Yesterday collectors and dealers crowded Phillips’s new headquarters at 30 Berkeley Square for a VIP preview of its upcoming Frieze Week auctions and to take in the building, which reportedly cost the company $160 million.
In the airy front room visitors were greeted by lox on tiny British versions of bagels, and a show curated by Francesco Bonami, “A Very Short History of Contemporary Sculpture,” commissioned by Phillips’ new CEO, Ed Dolman (who, prior to taking over in July served as chief executive and chairman at Christie’s, and then executive director of the Qatar Museums Authority).
“I worked with Ed Dolman in Doha on the Damien Hirst exhibition I did there,” Mr. Bonami said near the entrance, adding that it was the first show he’d ever done with an auction house. “I thought about sculpture, as soon as I saw this space.”

Despite its title, the non-selling show is in its own way comprehensive, with everything from Anthony Caro steel girders, to Thomas Schütte creatures atop pedestals, to a grisly Matthew Barney anatomical work. (“Oh, Jesus,” remarked an orange juice-toating visitor, upon bumping into Maurizio Cattelan’s untitled sculpture of a crucified woman in an art handling box).

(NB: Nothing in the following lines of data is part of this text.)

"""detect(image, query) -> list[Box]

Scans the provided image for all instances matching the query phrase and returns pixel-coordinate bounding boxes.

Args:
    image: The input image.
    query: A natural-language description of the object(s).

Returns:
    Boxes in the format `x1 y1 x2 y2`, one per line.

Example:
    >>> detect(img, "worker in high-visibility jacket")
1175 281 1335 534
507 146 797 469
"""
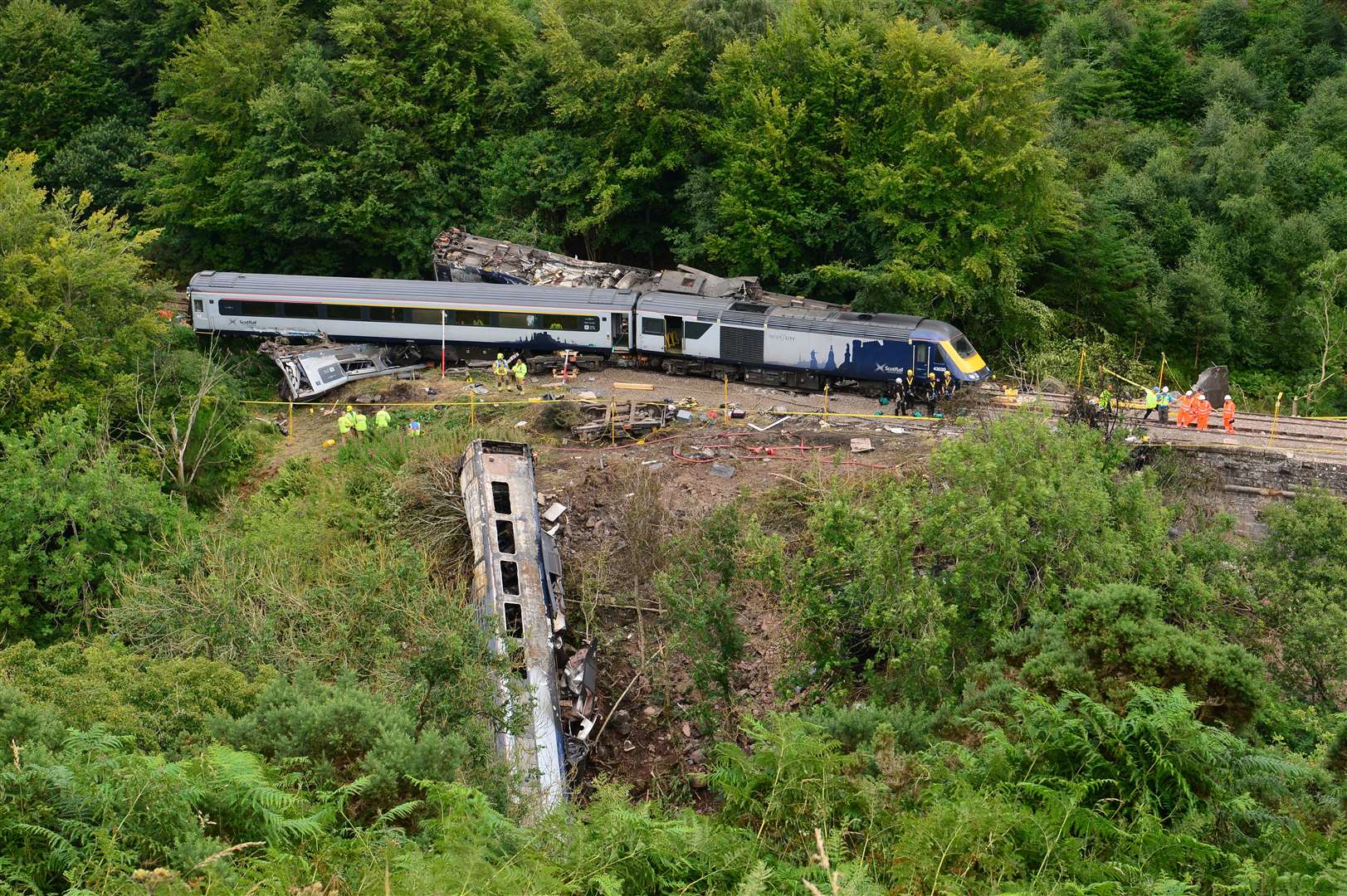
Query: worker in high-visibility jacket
1174 389 1192 428
1192 391 1211 432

Downstairs, where the auctions themselves will be held, the house featured works from its evening sale Wednesday, which were less of a piece. A jazz quartet played in front of a Martin Kippenberger (estimated at £700,000–£1 million), but just around the corner hung a wall with works by Mark Flood (est. £20,000–£30,000), Jacob Kassay (est. £100,000–£150,000) and Kour Pour (est. £20,000–£30,000), artists who have all lately experienced precipitous climbs in price.
“Excuse me,” a French art advisor, client in tow, asked someone standing before the Pour. “Do you know if he is Iranian? Or Indian?” (Later they settled on: “Il est ‘L.A.'”) Another wall of a similar theme paired Alex Israel (est. £200,000–£300,000) with David Ostrowski (est. £50,000–£70,000).
“Lut-ien-a Smit,” an Italian mother told her child, flicking her wrist at the canvas to demonstrate how she imagined one of the artist’s splattery “rain paintings” was made.

The basement was, however, home to an impressive James Turrell work, Fastnet (1992, est. £250,000–£350,000), a light installation of varying dimensions that, in its black curtained room happened to look like a movie projector with no input, a blue strong rectangle flush with the wall. Some may even have missed it for that reason, since the wall label seemed to have gone missing for a portion of the brunch.
But then, even if a few missed it, it was still more than may have seen it at Howick Place, Victoria, where Phillips had staged its London auctions since 2008. Phillips President Michael McGinnis said that a Saturday open house at the old space might have brought 100 visitors. In the new space the day before the brunch, they’d had 800.
“Location, location, location,” he added.